In a circular to members, AOPA CEO Aaron Stephenson said that Skidmore made the comments during a meeting between themselves, the Department of Transport and Infrastructure and CASA held in Canberra on 25 May this year.
"My lasting impression of the meeting was that the DAS believes the GA Industry in Australia 'is in good shape'," Stephenson said.
"We completely disagreed with this assessment. I came away from the meeting convinced this is our single biggest problem. It’s collectively our challenge to convince him he is wrong.
"Why we should have to do this beggars belief."

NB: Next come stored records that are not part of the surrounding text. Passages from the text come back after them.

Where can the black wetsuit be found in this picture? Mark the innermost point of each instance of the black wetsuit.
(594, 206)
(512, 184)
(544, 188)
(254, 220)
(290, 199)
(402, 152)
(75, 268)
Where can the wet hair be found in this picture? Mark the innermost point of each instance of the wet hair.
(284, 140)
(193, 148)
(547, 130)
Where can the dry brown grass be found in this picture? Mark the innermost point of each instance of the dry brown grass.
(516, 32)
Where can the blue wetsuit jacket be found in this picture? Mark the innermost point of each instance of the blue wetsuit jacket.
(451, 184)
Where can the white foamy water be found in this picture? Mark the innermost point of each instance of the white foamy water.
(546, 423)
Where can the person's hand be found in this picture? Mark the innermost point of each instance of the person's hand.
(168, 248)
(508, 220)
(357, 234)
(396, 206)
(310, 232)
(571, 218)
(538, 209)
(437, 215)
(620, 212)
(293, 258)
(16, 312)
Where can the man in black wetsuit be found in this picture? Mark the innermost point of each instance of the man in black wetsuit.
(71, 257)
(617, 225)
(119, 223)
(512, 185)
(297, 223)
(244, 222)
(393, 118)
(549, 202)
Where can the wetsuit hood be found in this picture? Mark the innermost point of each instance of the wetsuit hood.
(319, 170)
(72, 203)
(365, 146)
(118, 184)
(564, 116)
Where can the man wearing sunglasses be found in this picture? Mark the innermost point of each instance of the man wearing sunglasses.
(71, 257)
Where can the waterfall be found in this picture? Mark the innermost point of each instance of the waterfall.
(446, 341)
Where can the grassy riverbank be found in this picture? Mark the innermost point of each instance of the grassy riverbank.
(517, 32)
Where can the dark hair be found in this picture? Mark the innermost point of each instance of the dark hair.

When asked to clarify Skidmore's remarks, a CASA spokesperson told Australian Flying "the Director has spoken on a number of occasions with AOPA and other members of the general aviation community about many issues relevant to general aviation.
"During these conversations AOPA have made the claim that general aviation is in decline. Mark has simply asked for evidence and information to support this claim. This information would allow CASA to look carefully at the issues relevant to safety regulation and identify any responses CASA should make.

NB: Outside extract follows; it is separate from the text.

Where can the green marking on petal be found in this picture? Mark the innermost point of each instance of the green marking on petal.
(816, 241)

"When CASA looks at data such as registrations the number of aircraft on the register has been growing over recent years. In 2010-11 there were 14,362 aircraft on the register, in 2014-15 there were 15,287."
The most current figures available from the Bureau of Infrastructure, Transport and Regional Economics (BITRE) cover the calendar year 2013, and show a growth in general aviation hours flown of 5.3% compared with 2012.
The areas showing the greatest increase were Test and Ferry (14.6%), Aerial Work (11.4%), Training (5.0%) and business (0.6%).
Three sectors showed decreases: Agriculture (-10.4%), Charter (-3.2%) and Private (-0.6%).
In the nine recording years 2005-2013, BITRE figures show that general aviation flying hours increased 12.4% from 3.3 million to 3.7 million per year.
Figures for 2014 and beyond are not yet available.